Por @ursoniano
«Qué hermoso hablarte mientras estás dormida. Sé que me escuchas, aunque parezca que no me oigas. Lo sé porque tu respiración, plácida, se agita. Me siento a tu lado y observo tu cara despreocupada; bendito sueño este que nos libera de aquello que durante el día nos aprisiona. Me acerco a tu pecho y siento la vida que late dentro; qué melodía más perfecta la de tu corazón. Ese mismo corazón que una vez, acercando hasta él mi mano temblorosa, dijiste que era para mí firmando con un «te quiero».
Ahora que la noche se ha hecho con tu mundo y el mío; ahora que las penumbras juegan a dibujar en tu rostro misteriosos ensalmos y que tus labios son como dos carnosos pétalos unidos que callan; ahora que puedo hablar sin que nadie me interrumpa; ahora es cuando no me salen las palabras, y acuden a mi memoria momentos donde estas, hirientes, sobraron. Pero ahora callan. Callan y dejan que mis pensamientos se aturullen en mil frases, en mil disculpas, en mil «y yo» que debieron haber seguido a tu mirada enamorada. Ahí están, agolpados en mi garganta sin poder decir nada.
La luz de la luna que esquiva se cuela por el hueco que has dejado en la persiana me distrae por un momento, como si una voz incorpórea me nombrara. El haz blanquecino se posa sobre tu oscuro cabello y la tenue claridad deja adivinar las canas que con diligencia te guardas. Me asoma una mueca de felicidad al mirar a aquella niña que conocí hace ya tanto –¿o no? Nunca es suficiente el tiempo a tu lado–. Aquella niña sigue ahí, a pesar de los años, con los ojos cerrados, soñando.

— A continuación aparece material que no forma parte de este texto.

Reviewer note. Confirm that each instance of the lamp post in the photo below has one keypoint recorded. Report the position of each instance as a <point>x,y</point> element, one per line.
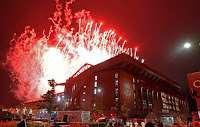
<point>101,91</point>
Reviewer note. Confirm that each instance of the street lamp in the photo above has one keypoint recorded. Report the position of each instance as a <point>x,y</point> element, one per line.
<point>101,91</point>
<point>187,45</point>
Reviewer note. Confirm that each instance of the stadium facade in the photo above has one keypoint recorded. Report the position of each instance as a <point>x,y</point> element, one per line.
<point>123,80</point>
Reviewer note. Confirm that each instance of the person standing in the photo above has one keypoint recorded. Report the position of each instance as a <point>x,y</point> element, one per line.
<point>142,124</point>
<point>127,123</point>
<point>121,123</point>
<point>136,123</point>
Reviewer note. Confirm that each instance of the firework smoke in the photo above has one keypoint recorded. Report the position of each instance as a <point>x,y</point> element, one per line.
<point>33,60</point>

Sueña. Sueña, flor mía. Que aquí estoy yo, velando. Sueña como yo este ensueño de admirarte en tu letargo.
Qué suerte la mía de no estar cansado esta noche y tener toda ella para amarte, aunque sea en silencio.

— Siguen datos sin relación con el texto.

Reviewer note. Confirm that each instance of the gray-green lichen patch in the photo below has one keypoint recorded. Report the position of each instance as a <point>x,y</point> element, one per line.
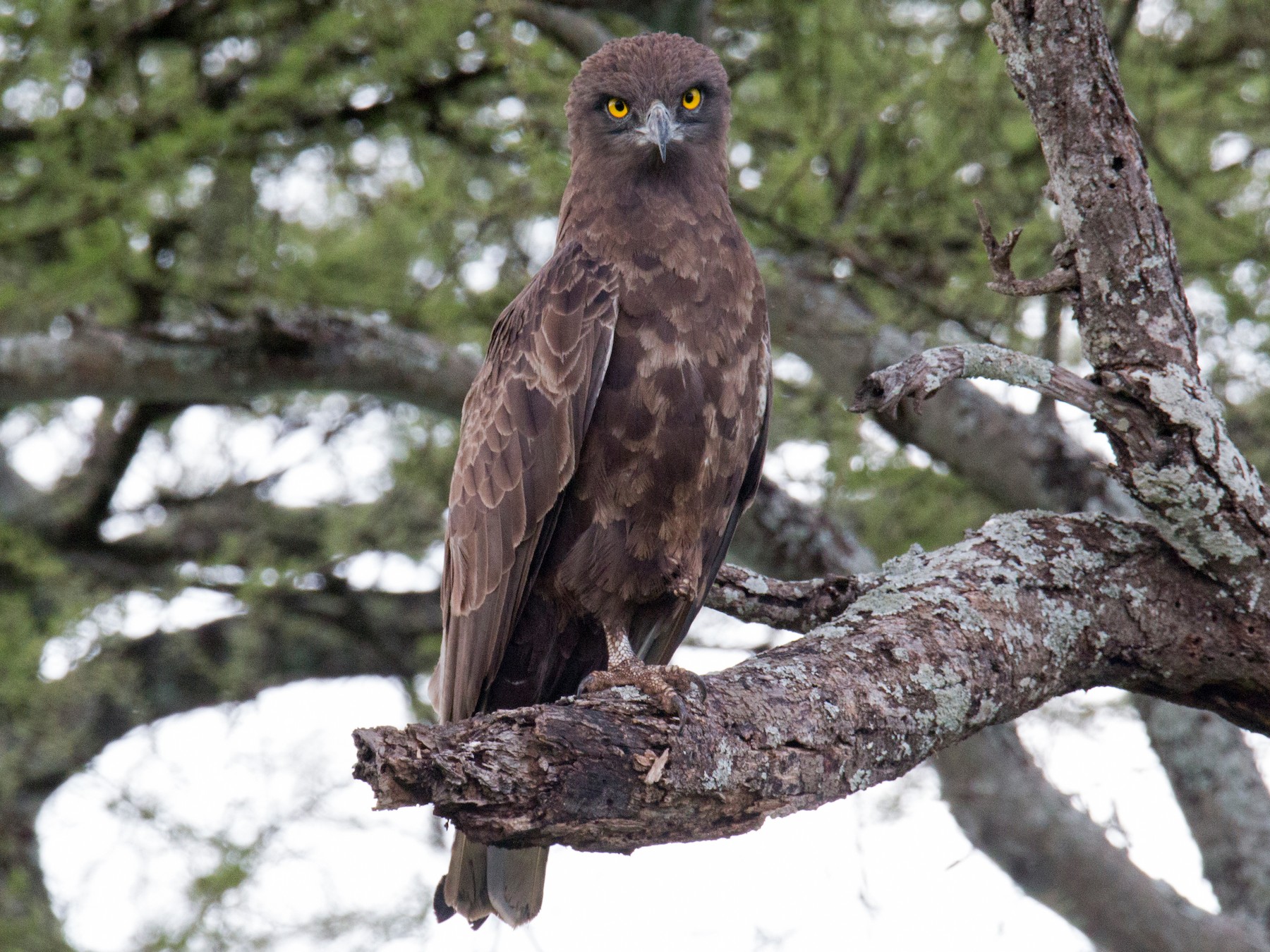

Amarte en silencio… ¿No es eso una ofensa a mis sentimientos?, porque no es así como lo siento. Pero en esta noche todo es distinto. Lo sé. Esta noche no es como las demás donde duermo. Esta noche estoy despierto como si el cansancio hubiese desaparecido de mi cuerpo. Y aquí estoy, hablándote sin hablar, mientras, tú dormida, de amor muero.
Se acaba la oscuridad, parece que está cerca el alba. Cuando abras los ojos espero que, de alguna forma, algo haya quedado en tu memoria. No sé cómo; de alguna forma. Que cuando mires al otro lado, en la cama donde yo me acostaba, te sonrías y te acuerdes de cuando me despertabas con tu voz cantarina de buena mañana. Yo ya no estaré, pero da igual; sigue posando tu mano sobre la almohada, como si me acariciaras.
No. Nunca fue suficiente el tiempo a tu lado. Ahora que tengo todo el de la eternidad, es cuando me he dado cuenta de ello.
Te espero».
Y así empezaba esta historia de amor que acababa en un hospital la madrugada del sábado y a este humilde escribidor, que la vivió de cerca, le llamó en suma la atención y no quiso que al olvido sucumbiera. Ella dormía en un incómodo sillón mientras él, de forma inevitable, sin hacer ruido, moría.
No lo crean ustedes si así gustan, solo les puedo repetir las palabras de la mujer que, al despertar y encontrarse con la terrible sorpresa, decía a otro familiar en el pasillo de la habitación donde se encontraban mientras amortajaban al esposo, y que, al estar cerca de la escena, pude escuchar:
«De verdad. Yo oí cómo me decía adiós».